Teile des Thwaites-Eisschildes in der Antarktis zerbrechen und versinken im Wasser. © Jim Yungel/Nasa

Der mächtige Eisschild der Westantaktis schwindet. Die Eisschmelze ist wohl nicht mehr zu stoppen und schreitet schneller voran, als bislang gedacht – denn der wichtigste Gletscher hat begonnen zu zerbrechen. Zu diesem Ergebnis kommen gleich zwei voneinander unabhängige Studien von Wissenschaftlern aus den USA.

Im Fokus beider Gruppen: der 182.000 Quadratkilometer große Thwaites-Gletscher. Der Gletscher mündet in die Amundsen-See und dient als Stütze der benachbarten Eismassen. Kollabiert er, könnten weitere Gletscher rasch folgen. Mit Computermodellen haben die Forscher nun seine Zukunft modelliert, die Resultate sind erschreckend.

Laut der Untersuchung von Ian Joughin von der Universität von Washington in Seattle und seinem Team könnte der Gletscher bereits in 200 Jahren verschwunden sein, spätestens aber in rund 1.000 Jahren. Sein Modell basiert auf Radaraufnahmen und Satellitenmessungen der Region (Joughin & Smith & Medley, 2014).

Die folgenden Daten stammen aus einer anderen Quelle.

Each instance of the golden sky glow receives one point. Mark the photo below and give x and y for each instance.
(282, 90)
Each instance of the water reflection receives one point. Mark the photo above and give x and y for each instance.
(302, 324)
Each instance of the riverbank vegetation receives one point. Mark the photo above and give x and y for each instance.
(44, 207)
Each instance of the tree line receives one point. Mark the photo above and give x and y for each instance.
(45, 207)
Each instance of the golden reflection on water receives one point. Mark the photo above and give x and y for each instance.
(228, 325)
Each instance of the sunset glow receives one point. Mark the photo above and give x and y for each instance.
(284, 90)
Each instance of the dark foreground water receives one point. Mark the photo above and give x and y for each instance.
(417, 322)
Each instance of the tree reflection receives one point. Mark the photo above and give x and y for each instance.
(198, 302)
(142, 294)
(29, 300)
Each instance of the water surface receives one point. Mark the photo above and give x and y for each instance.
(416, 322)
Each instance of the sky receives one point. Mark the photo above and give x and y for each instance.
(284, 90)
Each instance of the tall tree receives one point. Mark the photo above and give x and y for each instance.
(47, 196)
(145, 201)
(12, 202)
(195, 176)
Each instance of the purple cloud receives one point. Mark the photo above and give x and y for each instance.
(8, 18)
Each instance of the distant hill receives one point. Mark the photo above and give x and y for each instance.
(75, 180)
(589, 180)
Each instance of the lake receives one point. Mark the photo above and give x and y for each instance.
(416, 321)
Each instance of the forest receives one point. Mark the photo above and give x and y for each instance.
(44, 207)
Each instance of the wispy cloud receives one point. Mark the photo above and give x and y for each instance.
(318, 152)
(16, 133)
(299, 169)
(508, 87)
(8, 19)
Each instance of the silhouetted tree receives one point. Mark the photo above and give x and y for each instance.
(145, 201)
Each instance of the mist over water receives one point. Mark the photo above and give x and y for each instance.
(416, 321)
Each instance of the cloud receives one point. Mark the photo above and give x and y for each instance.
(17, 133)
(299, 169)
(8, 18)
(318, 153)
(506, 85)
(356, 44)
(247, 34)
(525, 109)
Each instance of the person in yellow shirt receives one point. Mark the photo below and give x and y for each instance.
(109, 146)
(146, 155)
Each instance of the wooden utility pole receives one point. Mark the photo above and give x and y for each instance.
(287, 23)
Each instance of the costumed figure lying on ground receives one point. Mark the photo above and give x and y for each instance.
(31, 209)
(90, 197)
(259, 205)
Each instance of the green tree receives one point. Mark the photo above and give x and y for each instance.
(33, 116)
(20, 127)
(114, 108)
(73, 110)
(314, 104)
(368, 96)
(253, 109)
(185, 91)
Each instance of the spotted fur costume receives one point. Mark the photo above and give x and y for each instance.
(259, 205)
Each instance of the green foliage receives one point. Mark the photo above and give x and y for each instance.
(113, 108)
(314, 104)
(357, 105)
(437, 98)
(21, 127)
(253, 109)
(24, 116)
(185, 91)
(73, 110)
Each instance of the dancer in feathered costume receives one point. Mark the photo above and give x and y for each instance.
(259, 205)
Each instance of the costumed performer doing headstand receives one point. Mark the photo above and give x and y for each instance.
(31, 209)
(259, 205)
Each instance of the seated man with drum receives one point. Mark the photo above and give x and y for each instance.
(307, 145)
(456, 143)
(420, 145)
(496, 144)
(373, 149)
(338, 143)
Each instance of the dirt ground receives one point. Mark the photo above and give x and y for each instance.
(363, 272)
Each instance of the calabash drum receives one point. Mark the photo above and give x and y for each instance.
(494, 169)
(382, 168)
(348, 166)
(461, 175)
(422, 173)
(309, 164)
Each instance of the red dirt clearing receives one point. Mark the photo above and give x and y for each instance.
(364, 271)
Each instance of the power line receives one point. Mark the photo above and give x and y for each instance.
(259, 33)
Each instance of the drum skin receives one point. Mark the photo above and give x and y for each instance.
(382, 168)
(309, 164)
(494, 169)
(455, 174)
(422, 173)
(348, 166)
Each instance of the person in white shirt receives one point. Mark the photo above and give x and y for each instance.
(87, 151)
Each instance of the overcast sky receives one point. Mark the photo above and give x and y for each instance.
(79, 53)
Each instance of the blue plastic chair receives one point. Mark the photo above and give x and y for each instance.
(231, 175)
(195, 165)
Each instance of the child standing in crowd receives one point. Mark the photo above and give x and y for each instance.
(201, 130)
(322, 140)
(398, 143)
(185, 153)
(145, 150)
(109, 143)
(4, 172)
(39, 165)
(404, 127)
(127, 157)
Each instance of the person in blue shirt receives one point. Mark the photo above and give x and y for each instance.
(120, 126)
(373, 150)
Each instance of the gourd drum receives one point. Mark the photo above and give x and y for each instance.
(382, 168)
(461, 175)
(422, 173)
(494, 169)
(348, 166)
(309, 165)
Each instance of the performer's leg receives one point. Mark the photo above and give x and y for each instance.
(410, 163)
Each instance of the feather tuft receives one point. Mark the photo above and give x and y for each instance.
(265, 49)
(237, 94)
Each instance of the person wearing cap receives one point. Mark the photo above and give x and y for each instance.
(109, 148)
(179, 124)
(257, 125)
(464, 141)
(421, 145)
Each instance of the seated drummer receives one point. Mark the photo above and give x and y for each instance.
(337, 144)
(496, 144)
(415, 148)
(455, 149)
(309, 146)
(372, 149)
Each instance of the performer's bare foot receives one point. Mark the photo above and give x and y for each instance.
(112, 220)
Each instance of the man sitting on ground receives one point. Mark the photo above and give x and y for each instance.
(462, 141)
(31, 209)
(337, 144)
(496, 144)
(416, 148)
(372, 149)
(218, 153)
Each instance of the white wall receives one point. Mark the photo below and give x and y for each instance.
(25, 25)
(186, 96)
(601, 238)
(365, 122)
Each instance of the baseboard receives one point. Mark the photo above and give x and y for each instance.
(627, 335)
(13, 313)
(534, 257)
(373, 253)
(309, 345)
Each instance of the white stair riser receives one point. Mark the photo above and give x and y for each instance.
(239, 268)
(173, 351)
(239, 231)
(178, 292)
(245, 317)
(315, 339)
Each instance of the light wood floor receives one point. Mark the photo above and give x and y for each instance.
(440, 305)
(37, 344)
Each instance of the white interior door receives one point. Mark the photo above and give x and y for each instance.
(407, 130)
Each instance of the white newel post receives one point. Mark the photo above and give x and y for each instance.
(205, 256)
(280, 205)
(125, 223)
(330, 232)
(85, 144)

In der Folge steige der globale Meeresspiegel um etwa 60 Zentimeter, schreiben die Autoren im Magazin Science. Sollte darauf tatsächlich ein komplettes Abschmelzen des westantarktischen Eisschilds folgen, würde das einen weltweiten Anstieg des Meeresspiegels um drei bis vier Meter bedeuten. 

Analysen des zweiten Teams bestätigen das Szenario. Die im Magazin Geophysical Research Letters veröffentlichte Studie von Eric Rignot von der Universität von Kalifornien in Irvine und seinen Kollegen belegt beunruhigende Veränderungen der Geschwindigkeit der Gletscher sowie deren Ausdehnung (Rignot, 2014). So zeigen alle vorgestellten Modelle bis auf eine sehr konservative Berechnung, dass die Kettenreaktion bereits angelaufen ist.